My favorite vape is a 1.5ohm dual coil at 6V...comes out to be 22.5 watts.
Expounding on, not disagreeing with, what you said: Just to be clear; 22.5 watts allocated to two coils - 11-ish per coil = nice vape.
From my point of view, if you have two coils each producing 12W, then you have 24W. Unless I'm missing something?
Coils don't "produce" watts though, they consume them. Two coils consuming a total of 24 watts would have each one at about 12 watts = good. 24 watts going to a single coil = obviously way too hot, unless you're trying to vape asphalt.
Well the wattage (power, heat) is 12w, but the only thing that is multiplied at all is vapor volume. Since the power is the same from both coils you're cooking the juice at 12w.
Something doesn't smell right here, but I can't put my finger on it.

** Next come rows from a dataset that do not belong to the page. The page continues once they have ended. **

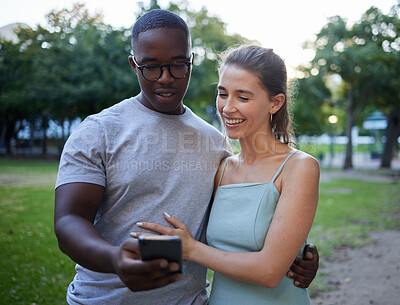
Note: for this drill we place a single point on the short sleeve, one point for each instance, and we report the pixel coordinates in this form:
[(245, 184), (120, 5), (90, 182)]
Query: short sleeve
[(83, 156)]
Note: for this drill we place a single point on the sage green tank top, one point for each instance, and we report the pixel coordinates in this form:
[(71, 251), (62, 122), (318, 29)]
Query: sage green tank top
[(239, 220)]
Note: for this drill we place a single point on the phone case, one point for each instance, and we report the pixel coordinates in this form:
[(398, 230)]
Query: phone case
[(161, 246)]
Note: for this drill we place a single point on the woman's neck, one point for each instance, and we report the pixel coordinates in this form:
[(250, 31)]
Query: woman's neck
[(260, 146)]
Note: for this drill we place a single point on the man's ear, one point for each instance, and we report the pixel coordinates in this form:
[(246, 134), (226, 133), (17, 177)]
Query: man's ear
[(130, 58), (278, 101)]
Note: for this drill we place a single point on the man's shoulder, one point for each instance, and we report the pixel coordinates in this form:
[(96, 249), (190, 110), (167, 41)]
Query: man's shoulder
[(204, 126)]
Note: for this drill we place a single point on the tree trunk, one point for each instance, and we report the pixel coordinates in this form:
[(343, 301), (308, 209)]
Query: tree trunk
[(45, 125), (348, 162), (391, 133)]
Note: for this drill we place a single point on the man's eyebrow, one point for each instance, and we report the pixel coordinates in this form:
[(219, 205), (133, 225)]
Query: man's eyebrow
[(150, 59)]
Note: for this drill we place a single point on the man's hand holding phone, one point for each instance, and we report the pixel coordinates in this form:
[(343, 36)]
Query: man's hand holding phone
[(161, 246), (139, 275)]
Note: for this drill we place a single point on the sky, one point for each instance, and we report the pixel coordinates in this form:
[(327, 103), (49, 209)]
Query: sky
[(283, 25)]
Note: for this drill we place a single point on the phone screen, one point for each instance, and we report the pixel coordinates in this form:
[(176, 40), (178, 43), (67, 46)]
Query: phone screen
[(161, 246)]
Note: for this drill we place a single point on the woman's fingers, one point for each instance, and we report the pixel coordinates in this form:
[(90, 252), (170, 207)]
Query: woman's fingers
[(174, 221), (155, 227)]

Could be fine?
Absolutly not!
Each coil is running at 12watts. Push 24 watts through a 3ohm single coil if you think it is even close to the same thing, smoke would be coming out your ears!
Since 24 watts on a single coil 3.0 ohm coil would take about 8.48 volts, yeah, that's a lot. But having said that, it's really irrelevant how you get to 24 watts on that single coil. Regardless of the resistance of the wires that the 24 watts are doing their thing on, I think it might be useful to think of watts simply as heat. 24 units of heat, and it really doesn't matter what combination of volts and ohms created them.